As he pries down, the metal screams. The locking plate bends because of the strong leverage. Sparks fly off the iron that has rusted.

The amber emergency lights start to flicker in the dark center of the stairwell gap because of violent movements on the floors below. 

*Crack.* 

The steel locking bar bends in. Silas pulls the ax out and kicks the handle hard in the front. 

The heavy door swings open and hits Floor 60. 

A wave of very hot, mechanical-smelling air hits their faces. It smells great, like motor oil and rusty metal grating. 

In one smooth motion, Silas picks Leo back up and puts him on his hip."Inside," Silas says. "Go. Go."

Maeve grabs Hazel by the hood of her jacket and pushes her hard through the dark door. Maeve follows right away. Silas ducks in last and drags his boots along the heavy concrete edge.

He pulls the heavy steel door shut just as the loud stampede starts on floor 55 below.

Silas pushes the heavy forged steel pry bar from his duffel bag through the big handle grips and holds it horizontally against the thick doorframe. A makeshift deadbolt that can't be broken. 

They are locked inside. 

He turns on the flashlight that is very strong. 
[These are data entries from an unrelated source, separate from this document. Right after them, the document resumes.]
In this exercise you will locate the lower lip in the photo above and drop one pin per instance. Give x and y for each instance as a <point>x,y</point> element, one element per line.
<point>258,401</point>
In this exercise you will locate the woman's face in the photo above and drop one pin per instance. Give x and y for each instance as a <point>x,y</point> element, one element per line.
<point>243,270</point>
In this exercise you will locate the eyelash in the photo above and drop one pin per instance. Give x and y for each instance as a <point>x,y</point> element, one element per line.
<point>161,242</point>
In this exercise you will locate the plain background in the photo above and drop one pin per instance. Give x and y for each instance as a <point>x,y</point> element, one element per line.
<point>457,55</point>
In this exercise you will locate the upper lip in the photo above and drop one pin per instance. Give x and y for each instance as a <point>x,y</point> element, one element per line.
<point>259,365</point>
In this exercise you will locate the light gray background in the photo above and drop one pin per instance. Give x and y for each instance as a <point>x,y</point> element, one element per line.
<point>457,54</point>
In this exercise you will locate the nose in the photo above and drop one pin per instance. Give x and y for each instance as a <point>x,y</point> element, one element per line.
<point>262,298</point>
A thick beam of bright white LED light cuts through the dark. They are standing on high metal grated catwalks over a sea of huge humming machines. Huge gray ventilation tubes twist and turn along the ceiling like metal worms. The cone of white light makes the dust look thick and shiny.

The loud hum of the huge industrial air conditioning units drowns out the sounds of the dying stairwell. 

It's dark. It smells like a factory. But the heavy metal grating feels like real ground.

Maeve puts her hand on the back of Silas's coat. The deep, throbbing vibration of the heavy machinery around them slowly matches her breathing.

The tension lets go violently, and for a moment, everything is safe. The quiet inside this huge steel stomach is lovely. 

Silas lets out a heavy, shaky breath into the dark. "We're past them."